Michael Gove claimed last week that if the UK stays in the EU it will be a “hostage” at the mercy of “EU bosses and bureaucrats”. Vote Leave’s campaign chief is particularly angry with the Charter of Fundamental Rights set out in the EU’s Lisbon Treaty and the way the European Court of Justice (ECJ) is allegedly using it to grab more power from Britain.
But Gove is wrong on the basic principles and misleading about their application to the UK. He made no fewer than six inaccurate statements.
“The ECJ has now informed us that our opt-out [to the Charter of Fundamental Rights] was worthless”
There was never an opt-out. The UK secured a declaration to the EU’s treaty making it clear that the Charter is part of EU law, and that it does not “extend” the court’s ability to find British laws inconsistent with fundamental human rights. In other words, it didn’t change the previous status quo. Tony Blair did describe this declaration as an opt-out, but in reality it never constituted one. It would be fair for Gove to criticise Blair for this. But Gove’s criticism of the ECJ is misplaced – this is not evidence of an ECJ power grab.
“The ECJ can now control how all member states apply the crucial 1951 UN convention on asylum and refugees”
Far from “losing control”, as Gove says, the UK has, using its prerogatives under the Lisbon Treaty, chosen to opt into some, though not all, EU asylum legislation. Gove is right that EU asylum law must, under the EU Treaties, comply with the UN convention. But national governments and courts decide how to apply the rules to any particular case. The UK is directly bound by the UN convention, and would remain bound even after Brexit – the UK’s own courts would be likely to continue to follow ECJ case-law.
“It can determine how our intelligence services monitor suspected terrorists”
The ECJ judgment to which Gove refers, known as Digital Rights Ireland, did not concern a UK law about powers to monitor suspected terrorists. Rather, the ECJ struck down an EU directive requiring service providers to retain telecommunications data. The ECJ would not be able to make judgements on how intelligence agencies operate, for example under the “Five Eyes” agreement mentioned by Gove, since national security falls outside the EU’s power.
Gove also cites a related UK case where MPs David Davis and Tom Watson sought to overturn the UK’s own surveillance law, the Data Retention and Investigatory Powers Act 2014. UK courts have referred that issue to the ECJ. While the ECJ’s final verdict will not be known until after the referendum, in the meantime the UK Court of Appeal has noted “it is … common ground that EU law has not harmonised the law on access to communications data by the police or intelligence services”, as this would fall outside the scope of EU law. We give the Court of Appeal’s view more weight than that of Gove.

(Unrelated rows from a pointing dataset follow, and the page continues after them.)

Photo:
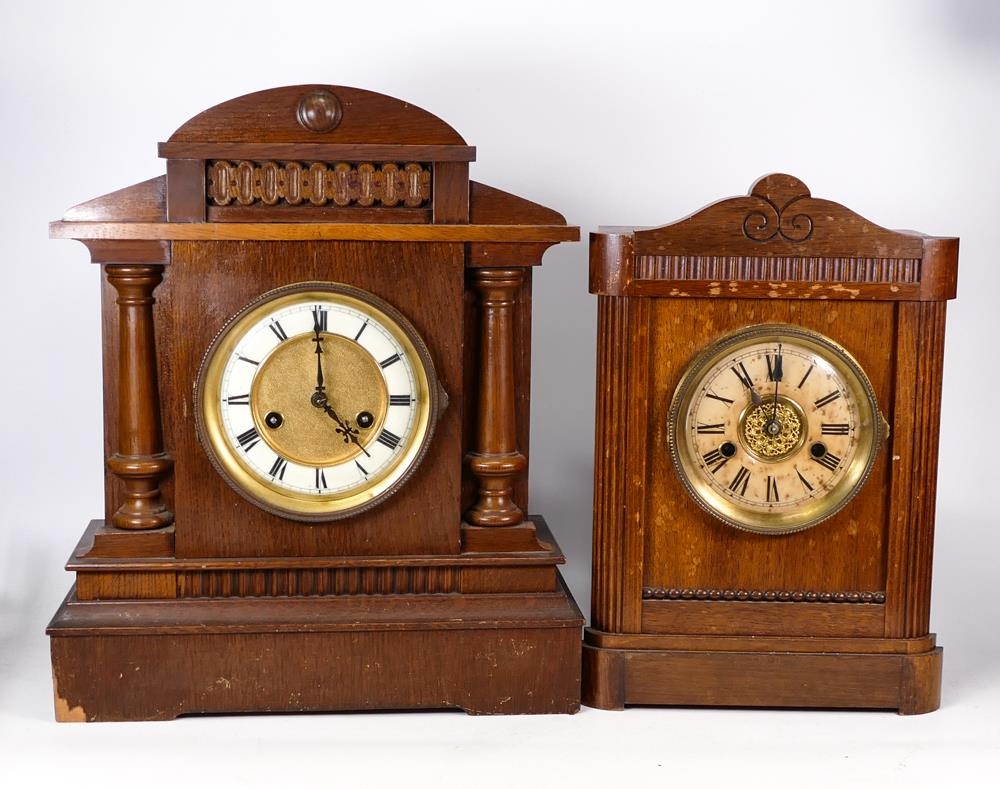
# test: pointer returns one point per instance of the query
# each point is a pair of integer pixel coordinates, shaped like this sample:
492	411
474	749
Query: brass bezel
290	504
871	431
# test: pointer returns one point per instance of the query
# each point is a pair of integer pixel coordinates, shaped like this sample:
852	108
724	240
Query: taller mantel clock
316	357
769	377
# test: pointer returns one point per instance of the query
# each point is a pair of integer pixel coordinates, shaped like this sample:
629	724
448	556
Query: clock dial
317	401
774	429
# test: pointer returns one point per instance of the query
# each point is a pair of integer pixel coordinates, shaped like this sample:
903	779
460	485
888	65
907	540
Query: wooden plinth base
741	671
478	648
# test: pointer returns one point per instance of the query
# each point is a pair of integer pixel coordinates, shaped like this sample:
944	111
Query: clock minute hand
318	339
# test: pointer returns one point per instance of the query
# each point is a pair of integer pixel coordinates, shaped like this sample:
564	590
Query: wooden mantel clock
316	357
769	378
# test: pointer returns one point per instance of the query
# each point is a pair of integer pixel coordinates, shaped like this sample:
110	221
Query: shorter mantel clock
316	335
769	377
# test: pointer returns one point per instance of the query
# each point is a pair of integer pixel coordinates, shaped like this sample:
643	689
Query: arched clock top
777	241
307	114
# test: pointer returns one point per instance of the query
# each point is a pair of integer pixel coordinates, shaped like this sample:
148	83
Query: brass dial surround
317	401
774	428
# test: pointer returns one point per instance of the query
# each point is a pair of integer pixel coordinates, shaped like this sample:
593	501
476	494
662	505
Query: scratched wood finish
282	187
680	600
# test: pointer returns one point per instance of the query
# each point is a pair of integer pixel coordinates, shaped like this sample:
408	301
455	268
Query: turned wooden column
139	462
496	461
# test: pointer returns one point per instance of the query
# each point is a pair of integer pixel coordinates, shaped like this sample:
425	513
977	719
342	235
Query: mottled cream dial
774	428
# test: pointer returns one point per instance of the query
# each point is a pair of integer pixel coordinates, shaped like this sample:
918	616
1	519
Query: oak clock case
316	334
768	378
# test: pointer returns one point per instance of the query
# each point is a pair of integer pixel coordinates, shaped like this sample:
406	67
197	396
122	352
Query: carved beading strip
318	582
317	183
775	596
720	268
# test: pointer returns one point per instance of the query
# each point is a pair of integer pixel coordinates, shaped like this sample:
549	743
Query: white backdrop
612	113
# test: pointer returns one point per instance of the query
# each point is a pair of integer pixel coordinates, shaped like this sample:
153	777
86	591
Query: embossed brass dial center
773	430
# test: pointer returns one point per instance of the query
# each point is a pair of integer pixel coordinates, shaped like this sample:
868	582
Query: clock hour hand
349	433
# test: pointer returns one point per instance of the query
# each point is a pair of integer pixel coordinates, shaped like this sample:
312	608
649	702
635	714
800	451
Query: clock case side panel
210	281
621	413
916	424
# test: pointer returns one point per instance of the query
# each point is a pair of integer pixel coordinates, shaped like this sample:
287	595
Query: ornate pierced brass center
292	425
773	430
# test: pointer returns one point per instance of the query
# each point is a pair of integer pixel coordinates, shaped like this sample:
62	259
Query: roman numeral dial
774	428
317	400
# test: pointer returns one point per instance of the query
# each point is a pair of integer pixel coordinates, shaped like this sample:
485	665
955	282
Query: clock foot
731	671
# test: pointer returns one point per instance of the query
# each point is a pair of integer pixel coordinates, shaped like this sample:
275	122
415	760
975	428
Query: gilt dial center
283	394
773	430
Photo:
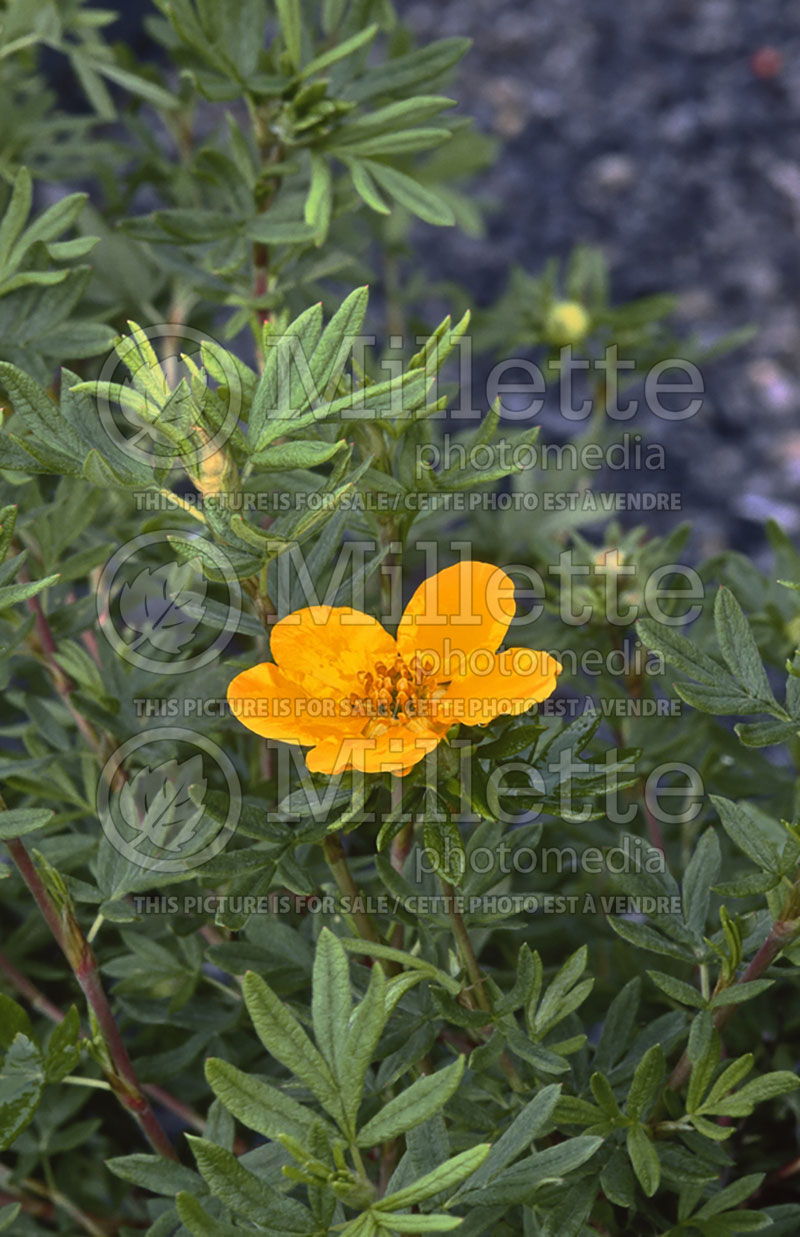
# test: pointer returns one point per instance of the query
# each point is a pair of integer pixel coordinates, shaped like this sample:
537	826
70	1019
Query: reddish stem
78	953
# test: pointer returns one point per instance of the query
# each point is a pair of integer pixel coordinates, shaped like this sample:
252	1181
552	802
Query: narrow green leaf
330	998
414	197
22	820
647	1082
259	1105
282	1035
245	1194
644	1159
292	29
443	1178
414	1105
738	646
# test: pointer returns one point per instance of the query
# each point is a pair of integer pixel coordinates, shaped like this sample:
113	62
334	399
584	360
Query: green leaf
8	1215
414	197
618	1024
616	1180
14	1021
339	52
285	457
678	990
444	849
361	1038
330	998
413	1106
282	1035
680	652
20	1087
644	1159
199	1222
155	1174
417	1224
746	829
374	949
738	646
519	1181
246	1194
292	29
744	1100
647	1082
365	186
527	1125
16	213
402	73
63	1048
22	820
320	198
442	1179
701	873
259	1105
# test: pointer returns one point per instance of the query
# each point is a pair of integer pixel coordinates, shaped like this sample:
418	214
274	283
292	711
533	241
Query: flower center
395	692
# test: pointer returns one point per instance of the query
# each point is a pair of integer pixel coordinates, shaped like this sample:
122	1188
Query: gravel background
668	132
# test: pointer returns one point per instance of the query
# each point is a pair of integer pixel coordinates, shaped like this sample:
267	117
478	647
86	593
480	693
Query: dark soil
668	132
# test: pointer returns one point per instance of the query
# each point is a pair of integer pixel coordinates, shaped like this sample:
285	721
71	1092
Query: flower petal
329	645
516	679
396	751
275	706
465	607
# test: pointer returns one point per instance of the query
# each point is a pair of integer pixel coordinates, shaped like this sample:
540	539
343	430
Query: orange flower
366	700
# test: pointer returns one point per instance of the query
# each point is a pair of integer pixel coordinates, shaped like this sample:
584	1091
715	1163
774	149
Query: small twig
343	876
465	948
78	953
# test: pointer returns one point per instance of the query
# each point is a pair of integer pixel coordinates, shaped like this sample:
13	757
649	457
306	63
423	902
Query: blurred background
668	134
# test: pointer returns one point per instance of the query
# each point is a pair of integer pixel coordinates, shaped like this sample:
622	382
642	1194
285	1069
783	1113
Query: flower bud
566	323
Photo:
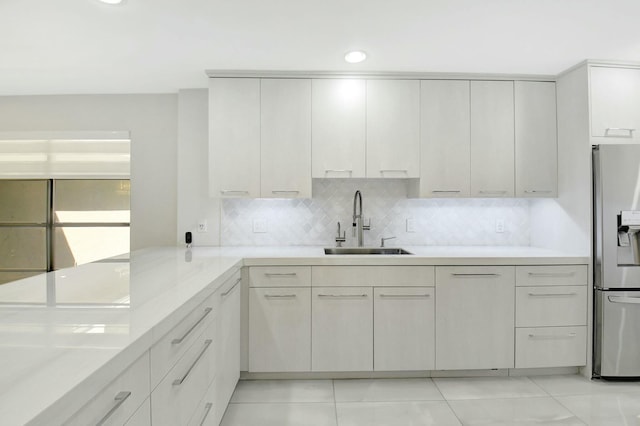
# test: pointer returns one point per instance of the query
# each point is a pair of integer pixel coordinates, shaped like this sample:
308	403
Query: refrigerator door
616	171
617	342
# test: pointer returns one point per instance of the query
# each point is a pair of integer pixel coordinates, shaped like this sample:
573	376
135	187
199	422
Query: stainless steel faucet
358	219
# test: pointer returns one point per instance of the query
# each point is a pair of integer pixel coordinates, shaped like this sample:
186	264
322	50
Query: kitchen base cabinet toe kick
395	321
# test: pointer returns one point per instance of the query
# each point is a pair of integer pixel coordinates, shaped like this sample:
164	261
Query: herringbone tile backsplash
313	221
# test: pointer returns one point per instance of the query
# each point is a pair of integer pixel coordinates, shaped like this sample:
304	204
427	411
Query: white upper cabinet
615	103
234	146
393	128
285	150
492	139
445	144
536	139
338	128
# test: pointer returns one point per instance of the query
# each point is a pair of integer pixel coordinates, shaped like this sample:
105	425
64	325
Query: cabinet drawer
551	347
280	276
387	276
120	399
551	275
166	352
279	329
174	400
551	306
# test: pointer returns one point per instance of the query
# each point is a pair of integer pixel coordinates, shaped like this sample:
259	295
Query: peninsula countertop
67	333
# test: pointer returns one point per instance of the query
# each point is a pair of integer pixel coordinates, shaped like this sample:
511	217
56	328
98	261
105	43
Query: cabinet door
536	139
279	329
338	128
615	103
342	324
393	128
228	343
492	139
285	138
234	137
445	144
475	317
404	328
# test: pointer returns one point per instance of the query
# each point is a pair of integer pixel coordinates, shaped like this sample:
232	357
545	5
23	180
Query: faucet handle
382	240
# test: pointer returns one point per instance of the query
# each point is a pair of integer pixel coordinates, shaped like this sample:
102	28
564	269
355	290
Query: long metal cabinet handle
405	295
178	382
280	274
233	191
343	295
120	398
552	274
625	129
207	311
622	299
226	293
207	409
456	274
552	294
551	336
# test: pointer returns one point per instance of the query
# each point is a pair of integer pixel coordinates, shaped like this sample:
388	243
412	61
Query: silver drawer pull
280	274
383	171
492	192
207	311
327	171
178	382
226	293
233	191
621	299
455	274
551	294
405	295
551	274
341	296
620	129
120	398
207	409
552	336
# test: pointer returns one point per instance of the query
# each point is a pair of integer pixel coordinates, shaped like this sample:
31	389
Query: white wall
194	203
152	122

“The European Court … will decide the issue of whether convicted felons can vote and if so how far this right should be extended”
The European Court of Human Rights – which is not part of the EU – has said that Britain’s current blanket ban on prisoners voting in general elections is contrary to the European Convention on Human Rights. But this is a separate institution irrelevant to the referendum.
The case Gove cites in a footnote refers to the ECJ, which is an EU institution. The ECJ held that the ability to vote in European Parliament elections was a matter of EU law, but upheld the French legislation that precluded a prisoner from doing so. It made no claim to have jurisdiction over rights to vote in national elections, which are clearly outside the scope of EU law.
“The European Court will decide whether we can deport Abu Hamza’s daughter-in-law”
There is as yet no judgment in this case, but the Advocate General’s opinion considers that there are public security grounds for deporting this person and suggests that it is up to the UK court to determine the issue.
The Court “has even used the Charter to increase the price of insurance for women”
That is tendentious: the case could equally well be characterised as reducing the price of car insurance for men. In reality, the ECJ struck down an EU Directive for violating the principle of gender equality.
Gove imagines himself to be a knight in shining armour leading the UK to a “liberating” moment of “patriotic renewal”. But, like Don Quixote, his mind has been addled by reading too much fantasy: in reality he is tilting at windmills.